The modular Danabot banking Trojan has been again upgraded with email harvesting and sending capabilities after previously receiving 64-bit and RDP support following its target switch on to European targets during September 2018.
As reported by ESET's security research team, the new spam-capable Danabot version can propagate itself via spam emails sent as replies to messages found in mailboxes located on compromised machines running webmail services based on Horde, Roundcube, and Open-Xchange.
Given its modular structure and the eagerness of its authors to regularly add new plugins, ESET considers that Danabot has already surpassed the initial scope its masters had in mind when coding it.
ESET's analysis also uncovered the fact that Danabot shares script structure with other malware strains such as BackSwap, Tinba or Zeus, a clear proof of its modularity which allows it to reuse scripts from other malware families quite effortlessly.
Danabot linked to GootKit by downloader module
Additionally, Danabot has been observed while exhibiting dropper behavior, peddling other malware, with a GootKit downloader module being the prime example, hinting at a direct connection between the groups controlling the two malware families.
Although the presence of the banking fraud GootKit Trojan sample on one of DanaBot’s C&C server might seem surprising, ESET also witnessed the Emotet Trojan distributing GootKit during Cyber Monday and Black Friday campaigns.
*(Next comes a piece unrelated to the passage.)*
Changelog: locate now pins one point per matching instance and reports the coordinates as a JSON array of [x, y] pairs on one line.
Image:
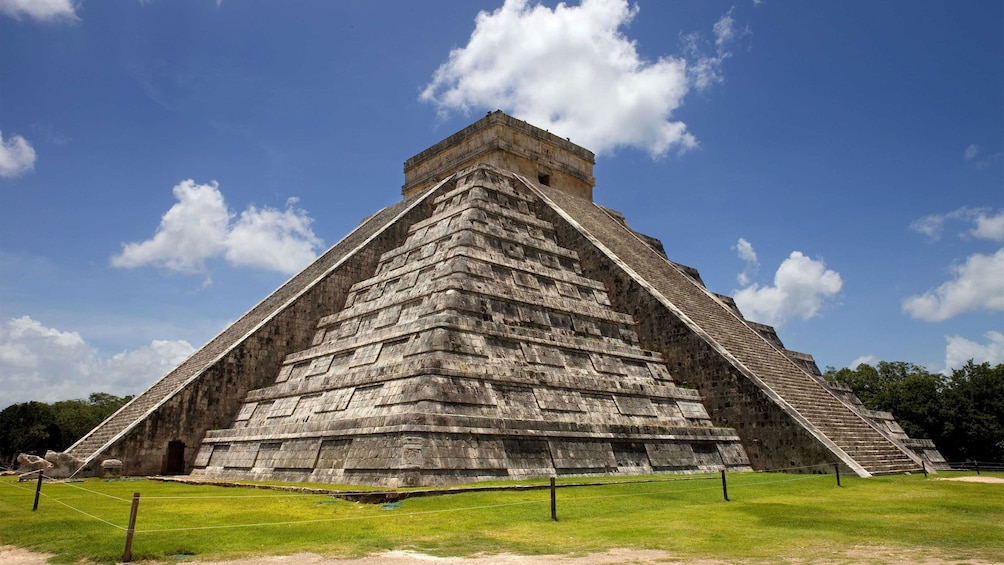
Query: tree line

As mentioned in the beginning, after being upgraded with spam capabilities, Danabot can now harvest email addresses from mailboxes found on compromised machines and send spam messages as replies to propagate itself to other potential targets.
The more-than-Trojan Danabot will achieve this tas by "injecting a malicious script into the targeted webmail services’ webpages once a victim logs in, processing the victim’s emails and sending all email addresses it finds to a C&C server," according to ESET.
The Trojan is also capable of sending signed spam email
Next, Danabot will use another injected script to start sending spam in the background if it finds one of the webmail services it can control, taking advantage of digital signatures to deliver signed emails to make the spam it peddles look legit.
At the moment, Danabot's masters seem interested in Italian “certified electronic mail” services, which leads to the idea that they "are focused on targeting corporate and public administration emails that are the most likely to use this certification service."
A full list of indicators of compromise and webmail services targeted by Danabot's new email-address-harvesting feature is available at the end of ESET's extensive report.